Mohammed on Stoning Adulterers

In his article on how the Greco-Roman heritage impacted Christianity but not Islam, Fjordman has mentioned the different treatment of adulterers in the two religions. He correctly relates how Jewish law prescribed death by stoning as punishment for adultery (Deut.22:19-23), how Jesus overruled this law, how the Jews gradually let it lapse, and how Mohammed chose to uphold it, as his more zealous followers do until today. But the contrast is even sharper than this.

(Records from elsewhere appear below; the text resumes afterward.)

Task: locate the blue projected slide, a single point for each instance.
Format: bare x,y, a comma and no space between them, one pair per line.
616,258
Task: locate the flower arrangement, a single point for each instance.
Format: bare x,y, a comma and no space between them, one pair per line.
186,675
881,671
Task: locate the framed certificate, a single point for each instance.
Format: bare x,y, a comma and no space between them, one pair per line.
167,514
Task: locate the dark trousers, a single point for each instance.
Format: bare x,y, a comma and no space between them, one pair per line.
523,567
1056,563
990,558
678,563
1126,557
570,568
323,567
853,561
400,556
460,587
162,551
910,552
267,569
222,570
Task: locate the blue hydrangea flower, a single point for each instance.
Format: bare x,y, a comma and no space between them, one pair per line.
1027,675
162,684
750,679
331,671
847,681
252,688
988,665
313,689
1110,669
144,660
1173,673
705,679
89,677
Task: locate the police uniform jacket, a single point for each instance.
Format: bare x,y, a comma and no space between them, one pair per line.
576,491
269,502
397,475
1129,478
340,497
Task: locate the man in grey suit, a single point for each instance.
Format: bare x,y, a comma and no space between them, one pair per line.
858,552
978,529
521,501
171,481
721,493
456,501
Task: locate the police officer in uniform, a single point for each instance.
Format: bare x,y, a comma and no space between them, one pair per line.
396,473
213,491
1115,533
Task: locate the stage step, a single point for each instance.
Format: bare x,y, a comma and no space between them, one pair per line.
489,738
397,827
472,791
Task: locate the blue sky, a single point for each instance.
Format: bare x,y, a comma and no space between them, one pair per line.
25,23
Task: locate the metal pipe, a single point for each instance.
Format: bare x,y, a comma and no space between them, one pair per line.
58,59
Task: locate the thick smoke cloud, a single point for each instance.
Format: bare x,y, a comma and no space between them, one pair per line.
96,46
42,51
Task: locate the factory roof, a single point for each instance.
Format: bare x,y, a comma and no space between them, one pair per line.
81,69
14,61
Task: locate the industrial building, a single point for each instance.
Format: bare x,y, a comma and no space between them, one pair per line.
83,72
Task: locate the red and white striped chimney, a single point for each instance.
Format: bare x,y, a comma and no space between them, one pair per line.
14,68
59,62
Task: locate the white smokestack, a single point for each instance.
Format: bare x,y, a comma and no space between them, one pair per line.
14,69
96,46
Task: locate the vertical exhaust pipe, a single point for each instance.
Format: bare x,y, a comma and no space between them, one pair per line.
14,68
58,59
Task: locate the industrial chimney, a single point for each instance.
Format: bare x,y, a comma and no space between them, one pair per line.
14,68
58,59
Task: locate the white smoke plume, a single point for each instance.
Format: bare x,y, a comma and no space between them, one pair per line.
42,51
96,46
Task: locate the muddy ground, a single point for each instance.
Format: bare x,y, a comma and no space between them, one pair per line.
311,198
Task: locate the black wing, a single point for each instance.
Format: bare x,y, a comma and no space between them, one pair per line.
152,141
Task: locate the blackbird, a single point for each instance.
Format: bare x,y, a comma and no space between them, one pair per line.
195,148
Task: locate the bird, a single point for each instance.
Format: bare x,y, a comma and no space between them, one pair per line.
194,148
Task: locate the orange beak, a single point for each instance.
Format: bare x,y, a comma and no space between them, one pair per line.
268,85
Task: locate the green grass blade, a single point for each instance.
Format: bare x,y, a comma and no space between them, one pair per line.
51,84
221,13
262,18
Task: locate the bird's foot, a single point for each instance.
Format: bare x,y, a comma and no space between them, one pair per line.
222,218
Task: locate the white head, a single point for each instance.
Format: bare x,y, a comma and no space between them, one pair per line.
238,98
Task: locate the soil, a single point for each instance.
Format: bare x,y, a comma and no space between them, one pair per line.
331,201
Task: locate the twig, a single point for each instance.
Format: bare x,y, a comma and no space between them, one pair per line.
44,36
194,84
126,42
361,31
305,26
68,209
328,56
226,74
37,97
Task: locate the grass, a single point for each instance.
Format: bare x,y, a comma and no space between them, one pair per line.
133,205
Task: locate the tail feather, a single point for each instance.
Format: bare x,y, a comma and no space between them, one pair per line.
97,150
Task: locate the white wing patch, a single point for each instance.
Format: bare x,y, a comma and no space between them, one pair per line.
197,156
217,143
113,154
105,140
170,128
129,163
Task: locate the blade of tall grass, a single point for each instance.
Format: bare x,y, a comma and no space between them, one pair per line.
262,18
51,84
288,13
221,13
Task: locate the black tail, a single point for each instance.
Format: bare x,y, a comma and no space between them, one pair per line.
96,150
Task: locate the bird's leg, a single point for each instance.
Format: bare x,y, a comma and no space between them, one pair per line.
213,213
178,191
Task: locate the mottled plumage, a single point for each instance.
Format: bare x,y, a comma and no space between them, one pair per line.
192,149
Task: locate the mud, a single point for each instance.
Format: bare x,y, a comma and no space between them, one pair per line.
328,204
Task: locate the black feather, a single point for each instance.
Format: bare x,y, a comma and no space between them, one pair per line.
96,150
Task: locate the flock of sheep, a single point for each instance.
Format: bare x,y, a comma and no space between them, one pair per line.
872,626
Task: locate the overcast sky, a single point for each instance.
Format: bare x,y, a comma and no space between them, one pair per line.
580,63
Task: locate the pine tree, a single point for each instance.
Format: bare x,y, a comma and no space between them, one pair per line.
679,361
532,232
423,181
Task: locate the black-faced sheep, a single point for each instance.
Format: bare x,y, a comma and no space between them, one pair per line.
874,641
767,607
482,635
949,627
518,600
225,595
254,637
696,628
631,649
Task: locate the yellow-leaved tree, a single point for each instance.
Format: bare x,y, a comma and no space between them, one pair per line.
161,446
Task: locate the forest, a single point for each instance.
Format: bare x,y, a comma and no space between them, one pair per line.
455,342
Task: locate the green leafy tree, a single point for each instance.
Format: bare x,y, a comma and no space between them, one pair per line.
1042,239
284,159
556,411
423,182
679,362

In the Hadith collection of Al-Muslim (4211 and 4214), Mohammed’s intervention in a dispute over the punishment of an adulterous couple is described. The Jewish couple was brought before Mohammed, who, though an immigrant, had just established himself as the sole ruler of Medina. He asked Jewish bystanders what punishment the Torah prescribed for this offence. They said: “We blacken their faces and make them ride on a donkey with their faces turned backwards.” Mohammed ordered a copy of the Torah brought, and the prescribed punishment was found to be death by stoning. So he ordered the couple to be stoned. The companion who passed on this story, Abdullah ibn Umar, testifies: “I was one of those who stoned them, and I saw him protecting her with his body.” Wow, that was true passion, until both died under the pious rain of stones.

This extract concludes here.